Sus cabellos se erizaron.

—Muy bien —decía la voz—. Completa lo obra. Destruye esos candelabros. ¡Aniquila el pasado! ¡Ol­vida al obispo! ¡Olvídalo todo! ¡Condena a Champ­mathieu! ¡Apláudete! Ya está todo resuelto; un hom­bre, un inocente, cuyo único crimen es lo nombre, va a concluir sus días en la abyección y en el horror. ¡Muy bien! Sé hombre respetable, sigue siendo el señor alcalde, enriquece al pueblo, ali­menta a los pobres, educa a los niños, vive feliz, virtuoso y admirado, que mientras tú estás aquí rodeado de alegría y de luz, otro usará lo chaqueta roja, llevará lo nombre en la ignominia y arrastrará lo cadena en el presidio. Sí, lo has solucionado muy bien. ¡Ah, miserable! Oirás acá abajo muchas bendiciones, pero todas esas bendiciones caerán a tierra antes de llegar al cielo, y allá sólo llegará la maldición.

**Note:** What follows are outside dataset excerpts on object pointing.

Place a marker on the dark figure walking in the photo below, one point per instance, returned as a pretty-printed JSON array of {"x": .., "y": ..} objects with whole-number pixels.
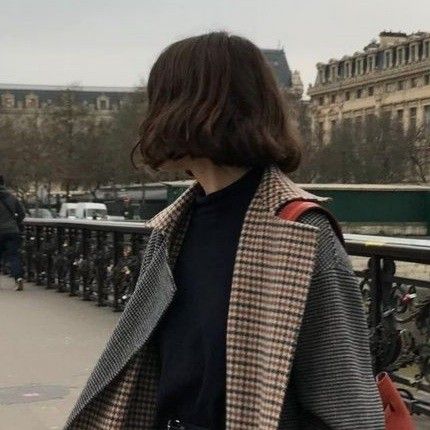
[{"x": 11, "y": 216}]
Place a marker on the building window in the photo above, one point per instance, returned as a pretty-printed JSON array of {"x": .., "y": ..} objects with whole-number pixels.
[
  {"x": 427, "y": 117},
  {"x": 400, "y": 115},
  {"x": 427, "y": 49},
  {"x": 102, "y": 103},
  {"x": 413, "y": 55},
  {"x": 359, "y": 122},
  {"x": 400, "y": 55},
  {"x": 31, "y": 101},
  {"x": 390, "y": 87},
  {"x": 347, "y": 69},
  {"x": 359, "y": 66},
  {"x": 8, "y": 100},
  {"x": 320, "y": 131},
  {"x": 334, "y": 70},
  {"x": 387, "y": 59},
  {"x": 370, "y": 63},
  {"x": 413, "y": 118}
]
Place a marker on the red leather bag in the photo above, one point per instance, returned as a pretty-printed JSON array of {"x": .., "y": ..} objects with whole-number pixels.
[{"x": 397, "y": 416}]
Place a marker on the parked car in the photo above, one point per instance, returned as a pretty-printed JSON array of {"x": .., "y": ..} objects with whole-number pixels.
[
  {"x": 40, "y": 213},
  {"x": 91, "y": 210},
  {"x": 68, "y": 210}
]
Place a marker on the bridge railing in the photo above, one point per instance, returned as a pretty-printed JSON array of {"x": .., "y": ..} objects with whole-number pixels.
[{"x": 100, "y": 261}]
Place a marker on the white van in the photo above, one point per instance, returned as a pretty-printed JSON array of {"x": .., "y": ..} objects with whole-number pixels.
[
  {"x": 90, "y": 210},
  {"x": 68, "y": 210}
]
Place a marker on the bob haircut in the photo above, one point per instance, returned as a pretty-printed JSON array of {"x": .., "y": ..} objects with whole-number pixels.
[{"x": 215, "y": 96}]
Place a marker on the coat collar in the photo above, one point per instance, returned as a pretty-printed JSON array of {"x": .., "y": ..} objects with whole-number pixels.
[
  {"x": 274, "y": 190},
  {"x": 272, "y": 273}
]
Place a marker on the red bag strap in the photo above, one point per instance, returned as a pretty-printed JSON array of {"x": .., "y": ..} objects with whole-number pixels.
[{"x": 293, "y": 210}]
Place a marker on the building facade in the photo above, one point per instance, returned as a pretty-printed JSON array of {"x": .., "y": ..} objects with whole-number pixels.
[
  {"x": 391, "y": 75},
  {"x": 17, "y": 99}
]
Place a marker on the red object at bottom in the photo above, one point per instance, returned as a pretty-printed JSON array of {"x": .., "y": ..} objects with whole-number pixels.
[{"x": 397, "y": 416}]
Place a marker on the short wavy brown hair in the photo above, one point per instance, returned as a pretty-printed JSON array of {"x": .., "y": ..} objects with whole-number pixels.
[{"x": 215, "y": 96}]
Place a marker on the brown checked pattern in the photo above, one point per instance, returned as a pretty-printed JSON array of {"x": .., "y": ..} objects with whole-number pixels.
[{"x": 272, "y": 273}]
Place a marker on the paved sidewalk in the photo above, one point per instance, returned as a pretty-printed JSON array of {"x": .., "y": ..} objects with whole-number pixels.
[{"x": 49, "y": 343}]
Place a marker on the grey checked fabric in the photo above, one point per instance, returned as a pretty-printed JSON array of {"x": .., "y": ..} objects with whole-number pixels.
[{"x": 296, "y": 333}]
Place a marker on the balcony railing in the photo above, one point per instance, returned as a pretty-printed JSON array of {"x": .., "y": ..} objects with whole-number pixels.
[{"x": 100, "y": 261}]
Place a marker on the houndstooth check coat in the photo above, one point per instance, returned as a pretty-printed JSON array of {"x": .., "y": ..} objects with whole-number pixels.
[{"x": 272, "y": 273}]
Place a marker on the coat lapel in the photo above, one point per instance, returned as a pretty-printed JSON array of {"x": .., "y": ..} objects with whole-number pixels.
[
  {"x": 271, "y": 275},
  {"x": 272, "y": 272}
]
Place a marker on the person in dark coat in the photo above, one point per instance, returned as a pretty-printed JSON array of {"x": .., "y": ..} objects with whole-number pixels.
[
  {"x": 12, "y": 215},
  {"x": 240, "y": 320}
]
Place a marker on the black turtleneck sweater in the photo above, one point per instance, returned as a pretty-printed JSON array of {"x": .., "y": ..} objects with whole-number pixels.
[{"x": 192, "y": 333}]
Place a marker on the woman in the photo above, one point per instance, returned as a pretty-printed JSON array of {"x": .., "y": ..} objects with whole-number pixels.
[{"x": 240, "y": 319}]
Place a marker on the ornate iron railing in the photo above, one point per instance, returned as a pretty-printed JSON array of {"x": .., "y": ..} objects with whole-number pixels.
[
  {"x": 398, "y": 310},
  {"x": 100, "y": 261},
  {"x": 91, "y": 259}
]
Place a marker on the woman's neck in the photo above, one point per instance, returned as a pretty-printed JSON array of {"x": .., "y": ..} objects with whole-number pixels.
[{"x": 212, "y": 177}]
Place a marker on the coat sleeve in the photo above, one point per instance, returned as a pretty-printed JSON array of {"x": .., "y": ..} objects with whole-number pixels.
[{"x": 331, "y": 384}]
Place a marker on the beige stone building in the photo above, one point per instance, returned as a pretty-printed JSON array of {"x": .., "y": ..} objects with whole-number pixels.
[{"x": 390, "y": 75}]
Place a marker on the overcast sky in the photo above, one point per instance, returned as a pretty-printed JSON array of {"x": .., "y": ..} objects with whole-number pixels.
[{"x": 114, "y": 43}]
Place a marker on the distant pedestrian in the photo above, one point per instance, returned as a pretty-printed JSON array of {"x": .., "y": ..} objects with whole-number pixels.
[{"x": 11, "y": 227}]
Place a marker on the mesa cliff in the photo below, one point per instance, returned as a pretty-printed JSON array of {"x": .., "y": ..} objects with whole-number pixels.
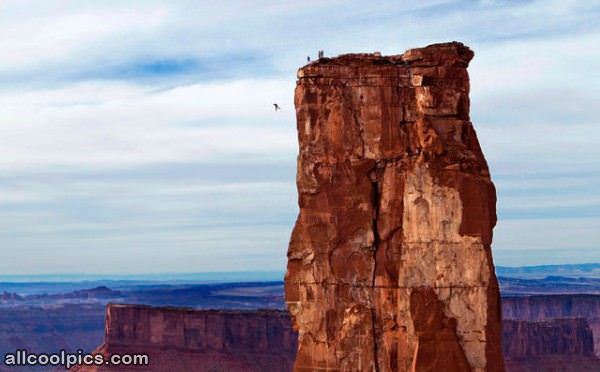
[
  {"x": 564, "y": 345},
  {"x": 546, "y": 307},
  {"x": 389, "y": 263},
  {"x": 177, "y": 339}
]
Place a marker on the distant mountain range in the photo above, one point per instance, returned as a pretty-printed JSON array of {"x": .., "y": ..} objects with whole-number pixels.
[{"x": 586, "y": 270}]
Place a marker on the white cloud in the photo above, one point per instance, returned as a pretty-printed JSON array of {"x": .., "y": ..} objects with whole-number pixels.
[{"x": 75, "y": 99}]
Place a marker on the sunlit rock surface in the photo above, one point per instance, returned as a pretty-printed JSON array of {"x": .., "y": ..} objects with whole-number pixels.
[{"x": 389, "y": 263}]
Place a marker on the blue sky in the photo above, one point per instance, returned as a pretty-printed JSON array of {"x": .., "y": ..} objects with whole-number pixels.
[{"x": 139, "y": 136}]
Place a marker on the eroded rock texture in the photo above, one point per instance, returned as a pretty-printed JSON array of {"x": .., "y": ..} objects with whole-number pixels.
[
  {"x": 178, "y": 339},
  {"x": 389, "y": 264},
  {"x": 564, "y": 345}
]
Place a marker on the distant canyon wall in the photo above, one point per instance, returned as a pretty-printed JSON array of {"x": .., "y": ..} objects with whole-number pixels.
[
  {"x": 199, "y": 340},
  {"x": 389, "y": 263}
]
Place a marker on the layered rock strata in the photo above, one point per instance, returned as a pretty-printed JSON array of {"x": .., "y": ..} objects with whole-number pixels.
[
  {"x": 389, "y": 263},
  {"x": 198, "y": 340},
  {"x": 547, "y": 307},
  {"x": 564, "y": 345}
]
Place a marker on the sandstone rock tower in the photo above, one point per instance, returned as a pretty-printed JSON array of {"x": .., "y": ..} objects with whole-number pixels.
[{"x": 389, "y": 264}]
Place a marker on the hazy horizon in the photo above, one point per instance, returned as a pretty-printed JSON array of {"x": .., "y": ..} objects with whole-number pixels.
[{"x": 141, "y": 137}]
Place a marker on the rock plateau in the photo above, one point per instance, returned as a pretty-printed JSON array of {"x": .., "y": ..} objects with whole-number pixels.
[{"x": 179, "y": 339}]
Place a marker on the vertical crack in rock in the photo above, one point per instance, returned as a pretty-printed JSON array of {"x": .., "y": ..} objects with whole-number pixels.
[
  {"x": 375, "y": 201},
  {"x": 389, "y": 264}
]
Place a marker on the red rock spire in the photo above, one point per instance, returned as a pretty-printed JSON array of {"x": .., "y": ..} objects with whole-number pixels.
[{"x": 389, "y": 264}]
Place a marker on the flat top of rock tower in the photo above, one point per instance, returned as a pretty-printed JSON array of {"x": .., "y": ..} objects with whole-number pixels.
[{"x": 454, "y": 54}]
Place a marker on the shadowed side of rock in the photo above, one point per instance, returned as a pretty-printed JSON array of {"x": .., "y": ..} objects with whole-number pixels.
[{"x": 396, "y": 211}]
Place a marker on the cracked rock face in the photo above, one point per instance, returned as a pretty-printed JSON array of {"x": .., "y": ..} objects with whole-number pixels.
[{"x": 389, "y": 264}]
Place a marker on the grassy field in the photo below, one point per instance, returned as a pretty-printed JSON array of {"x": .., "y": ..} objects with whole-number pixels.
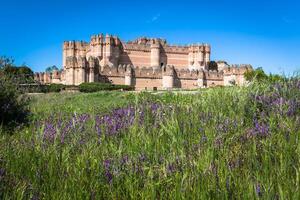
[{"x": 223, "y": 143}]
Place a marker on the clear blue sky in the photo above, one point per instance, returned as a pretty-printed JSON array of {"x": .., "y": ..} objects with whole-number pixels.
[{"x": 261, "y": 33}]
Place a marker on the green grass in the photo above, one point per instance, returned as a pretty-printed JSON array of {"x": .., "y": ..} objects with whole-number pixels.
[{"x": 193, "y": 146}]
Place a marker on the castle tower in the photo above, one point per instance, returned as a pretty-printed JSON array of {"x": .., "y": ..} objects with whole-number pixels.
[
  {"x": 80, "y": 72},
  {"x": 155, "y": 54},
  {"x": 207, "y": 54},
  {"x": 108, "y": 51},
  {"x": 168, "y": 77},
  {"x": 201, "y": 56},
  {"x": 71, "y": 63},
  {"x": 96, "y": 46},
  {"x": 128, "y": 75},
  {"x": 91, "y": 70},
  {"x": 200, "y": 80}
]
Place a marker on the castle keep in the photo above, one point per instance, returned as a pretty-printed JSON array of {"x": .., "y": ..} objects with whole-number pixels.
[{"x": 144, "y": 63}]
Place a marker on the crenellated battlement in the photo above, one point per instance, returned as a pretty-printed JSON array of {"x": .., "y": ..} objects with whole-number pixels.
[
  {"x": 144, "y": 62},
  {"x": 237, "y": 69}
]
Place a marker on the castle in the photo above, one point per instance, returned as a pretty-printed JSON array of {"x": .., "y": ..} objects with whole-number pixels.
[{"x": 144, "y": 63}]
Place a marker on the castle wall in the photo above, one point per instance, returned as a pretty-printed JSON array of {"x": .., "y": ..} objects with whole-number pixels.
[
  {"x": 178, "y": 60},
  {"x": 143, "y": 63},
  {"x": 147, "y": 83},
  {"x": 135, "y": 58}
]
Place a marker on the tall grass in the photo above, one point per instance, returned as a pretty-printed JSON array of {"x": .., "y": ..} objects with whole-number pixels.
[{"x": 224, "y": 143}]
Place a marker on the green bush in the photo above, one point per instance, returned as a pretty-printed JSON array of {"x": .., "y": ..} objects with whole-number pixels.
[
  {"x": 55, "y": 87},
  {"x": 13, "y": 105},
  {"x": 95, "y": 87}
]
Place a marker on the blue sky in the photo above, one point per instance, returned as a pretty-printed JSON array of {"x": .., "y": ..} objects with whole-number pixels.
[{"x": 262, "y": 33}]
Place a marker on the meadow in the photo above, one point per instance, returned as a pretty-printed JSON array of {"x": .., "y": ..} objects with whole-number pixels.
[{"x": 220, "y": 143}]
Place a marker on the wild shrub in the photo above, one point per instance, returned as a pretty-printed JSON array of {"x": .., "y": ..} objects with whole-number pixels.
[{"x": 13, "y": 105}]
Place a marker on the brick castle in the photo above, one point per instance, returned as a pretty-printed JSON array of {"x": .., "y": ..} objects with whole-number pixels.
[{"x": 145, "y": 63}]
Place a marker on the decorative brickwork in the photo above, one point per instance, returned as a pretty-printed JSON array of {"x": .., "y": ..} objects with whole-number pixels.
[{"x": 145, "y": 63}]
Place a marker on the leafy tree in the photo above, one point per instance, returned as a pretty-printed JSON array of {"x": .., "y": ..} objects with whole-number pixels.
[
  {"x": 18, "y": 74},
  {"x": 13, "y": 105}
]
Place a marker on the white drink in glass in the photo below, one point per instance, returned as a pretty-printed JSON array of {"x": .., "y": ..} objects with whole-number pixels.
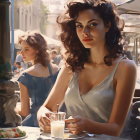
[{"x": 57, "y": 129}]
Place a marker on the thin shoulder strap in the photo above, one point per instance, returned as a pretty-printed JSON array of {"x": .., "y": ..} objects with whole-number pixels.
[{"x": 50, "y": 69}]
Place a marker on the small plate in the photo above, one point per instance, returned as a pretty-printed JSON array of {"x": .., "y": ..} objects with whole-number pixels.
[
  {"x": 67, "y": 136},
  {"x": 18, "y": 138}
]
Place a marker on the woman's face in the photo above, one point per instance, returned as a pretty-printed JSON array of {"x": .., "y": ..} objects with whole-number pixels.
[
  {"x": 28, "y": 53},
  {"x": 90, "y": 29}
]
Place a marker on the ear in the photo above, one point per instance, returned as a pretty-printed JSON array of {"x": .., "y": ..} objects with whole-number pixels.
[{"x": 107, "y": 27}]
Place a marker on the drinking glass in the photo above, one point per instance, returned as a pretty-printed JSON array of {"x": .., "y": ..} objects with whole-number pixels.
[{"x": 57, "y": 124}]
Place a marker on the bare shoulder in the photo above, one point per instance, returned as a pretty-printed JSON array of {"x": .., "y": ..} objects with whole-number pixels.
[
  {"x": 54, "y": 67},
  {"x": 127, "y": 66},
  {"x": 65, "y": 73}
]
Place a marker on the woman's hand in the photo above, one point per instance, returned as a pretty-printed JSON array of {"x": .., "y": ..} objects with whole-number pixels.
[
  {"x": 76, "y": 124},
  {"x": 43, "y": 117}
]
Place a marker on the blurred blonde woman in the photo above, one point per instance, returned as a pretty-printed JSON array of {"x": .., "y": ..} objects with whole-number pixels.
[{"x": 35, "y": 82}]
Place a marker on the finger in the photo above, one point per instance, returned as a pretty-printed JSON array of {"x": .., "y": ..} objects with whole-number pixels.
[
  {"x": 44, "y": 121},
  {"x": 44, "y": 128}
]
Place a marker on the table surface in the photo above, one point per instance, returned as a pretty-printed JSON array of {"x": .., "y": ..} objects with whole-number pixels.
[{"x": 33, "y": 133}]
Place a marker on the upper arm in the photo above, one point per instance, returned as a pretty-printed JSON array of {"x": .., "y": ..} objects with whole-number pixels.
[
  {"x": 125, "y": 85},
  {"x": 57, "y": 93},
  {"x": 54, "y": 68},
  {"x": 24, "y": 99}
]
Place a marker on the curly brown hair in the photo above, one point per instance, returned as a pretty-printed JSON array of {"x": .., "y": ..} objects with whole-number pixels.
[
  {"x": 78, "y": 54},
  {"x": 37, "y": 42}
]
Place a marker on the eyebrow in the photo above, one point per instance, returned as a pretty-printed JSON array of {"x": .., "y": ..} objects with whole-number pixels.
[{"x": 88, "y": 21}]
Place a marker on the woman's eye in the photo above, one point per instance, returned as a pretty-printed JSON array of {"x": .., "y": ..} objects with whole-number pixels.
[{"x": 93, "y": 25}]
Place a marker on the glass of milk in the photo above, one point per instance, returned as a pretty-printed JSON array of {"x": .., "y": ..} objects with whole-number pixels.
[{"x": 57, "y": 124}]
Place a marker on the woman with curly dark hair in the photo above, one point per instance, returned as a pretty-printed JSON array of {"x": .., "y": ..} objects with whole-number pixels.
[
  {"x": 35, "y": 82},
  {"x": 98, "y": 81}
]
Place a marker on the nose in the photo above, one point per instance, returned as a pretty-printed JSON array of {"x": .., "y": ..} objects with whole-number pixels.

Esta voz, débil al principio, se había elevado desde lo más profundo de su conciencia y llegaba a ser ruidosa. Se aterró.

—¿Hay alguien ahí? —preguntó en voz alta. Y después añadió, con una risa que parecía la de un idiota—: ¡Qué tonto soy! ¡No puede haber nadie aquí!

Había alguien. Pero el que allí estaba no era de los que el ojo humano puede ver.

Dejó los candeleros en la chimenea. Volvió a su paseo monótono y lúgubre.

Pensó en el porvenir. ¡Denunciarse! Se pintó con inmensa desesperación todo lo que tenía que abandonar y todo lo que tenía que volver a vivir.

Tendría que despedirse de esa vida tan buena, tan pura; de las miradas de amor y agradecimien­to que se fijaban en él. En vez de eso pasaría por el presidio, el cepo, la chaqueta roja, la cadena al pie, el calabozo, y todos los horrores conocidos. ¡A su edad y después de lo que había sido! Si fuera joven todavía, pero anciano y ser tuteado por todo el mundo, humillado por el carcelero, apaleado; llevar los pies desnudos en los zapatos herrados; presentar mañana y tarde su pierna al martillo de la ronda que examina los grilletes.

¿Qué hacer, gran Dios, qué hacer?

Así luchaba en medio de la angustia aquella alma infortunada. Mil ochocientos años antes, el ser misterioso en quien se resumen toda la santi­dad y todos los padecimientos de la humanidad, mientras que los olivos temblaban agitados por el viento salvaje de lo infinito, había también él apar­tado por un momento el horroroso cáliz que se le presentaba lleno de sombra y desbordante de ti­nieblas en las profundidades cubiertas de estre­llas.

De pronto llamaron a la puerta de su cuarto.

Tembló de pies a cabeza, y gritó con voz terrible:

—¿Quién?

—Yo, señor alcalde.

Reconoció la voz de la portera, y dijo:

—¿Qué ocurre?

—Señor, van a ser las cinco de la mañana y aquí está el carruaje.

—Ah, sí —contestó—, ¡el carruaje!

Hubo un largo silencio. Se puso a examinar con aire estúpido la llama de la vela y a hacer pelotitas con el cerote. La portera esperó un rato hasta que se atrevió a preguntar:

—Señor, ¿qué le digo al cochero?

—Decidle que está bien, que ahora bajo.